In a clinical study, electronic patient-reported outcomes (ePRO) enable participants to use a tablet or smartphone to report on their health and respond to questionnaires.

Patient-reported outcomes are currently included in around 25% of clinical trials due to the emphasis on patient centricity in trial design. In 2014, almost half of clinical trials were still utilizing paper forms. However, studies indicate that patient experience and data quality may both improve from electronic patient data collection.

study design is the first step in using ePRO in a clinical study. The study team will choose the patient input to request and the most effective way to collect it—through an app, an electronic patient record, or another method. Patients have the option to install an app on their own smartphone or utilize one of the trial's supplied devices. 

What are the benefits of using ePRO?

Certain metrics, such pain symptoms, are better recorded as near to real-time as feasible, while others may be efficiently gathered during site visits. This is where patient-reported outcomes (PROs) come in, and studies indicate that obtaining PROs electronically improves data quality most of the time. 

Patients were asked to keep track of how often they felt the need to urinate in one study looking at a possible new therapy for a drug for hyperactive bladders. In the e-diary protocol, 91% of the micturitions (urges to urinate) that patients experienced during the day were self-initiated entries from the patients. The study's data variability was 33% lower than in a prior paper diary experiment, raising its statistical significance from 80% to 98%.

Additionally, ePRO applications are typically preferred by patients than traditional diaries. An Almac survey from 2013 found that over 75% of patients preferred completing questions online rather than on paper forms.

Benefits of Electronic Patient-Reported Outcomes (ePRO) in Clinical Trials

There are several benefits to using ePRO for clinical research companies and patients alike.

Patients will find it more convenient since they may record data at any time and from any location, which will lessen their workload and travel time.

  • More precise and comprehensive data: Electronic gadgets increase uniformity and remove transcribing mistakes.
  • Increased productivity for researchers: ePRO saves time and money by automating the data collecting procedure.
  • Better patient adherence: Patients who get frequent messages and reminders are more likely to follow study guidelines. 

Who Uses ePRO and Why?

Without a doubt, ePRO is revolutionary for all parties engaged in clinical trials. Let's examine who utilizes it and why it is important:

  • Patients:

Just picture updating your health information while lounging on your couch! You may capture data on your tablet or phone whenever it's convenient for you using ePRO. Entering data electronically eliminates the concern of mistakes tampering with it. Additionally, patients get useful reminders and study information, which increases their sense of control over their involvement. 

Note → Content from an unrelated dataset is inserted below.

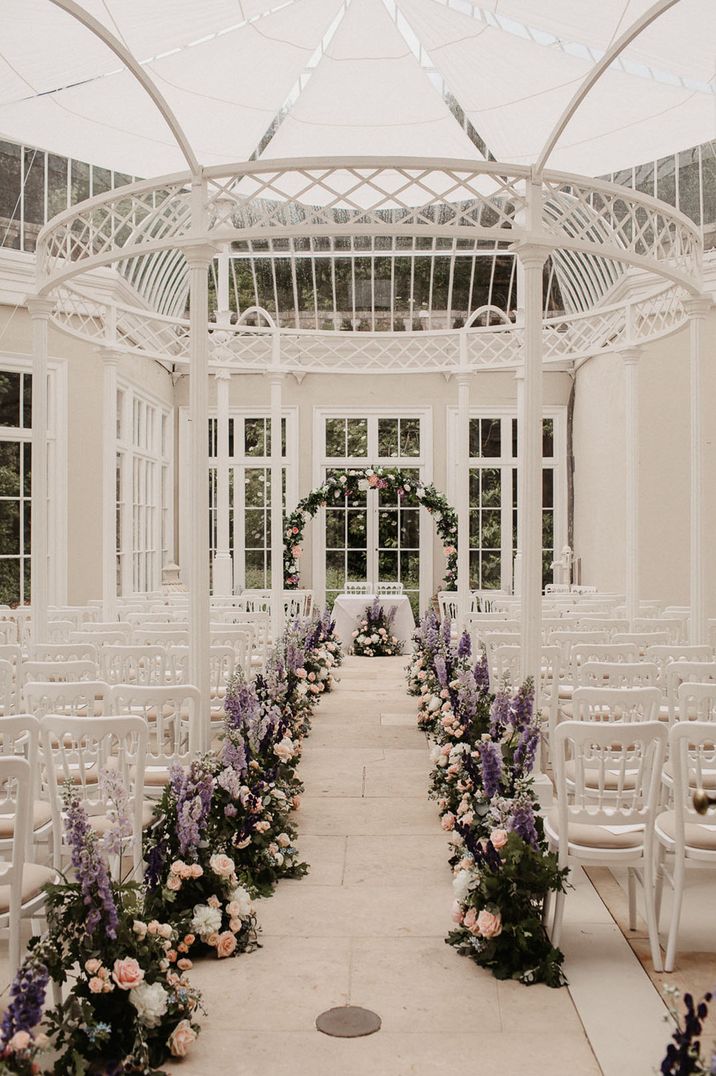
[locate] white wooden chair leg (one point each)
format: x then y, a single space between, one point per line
679 872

  • Clinical Trial Locations: 

Reduced paperwork By automating data gathering, ePRO frees up clinic employees to concentrate on what they do best—provide patient care. Moreover, it lessens mistakes and maintains consistency, which makes the process go more smoothly. accompanied with useful prompts. It is a mutually beneficial approach for both patients and healthcare providers.

  • Sponsors (Pharmaceutical Companies): 

Drug Development: ePRO expedites the process of developing new drugs by assisting in the effective collection of trustworthy patient data. This implies that those in need of innovative medicines could receive them sooner. Furthermore, ePRO can reduce expenses, which is always a plus. 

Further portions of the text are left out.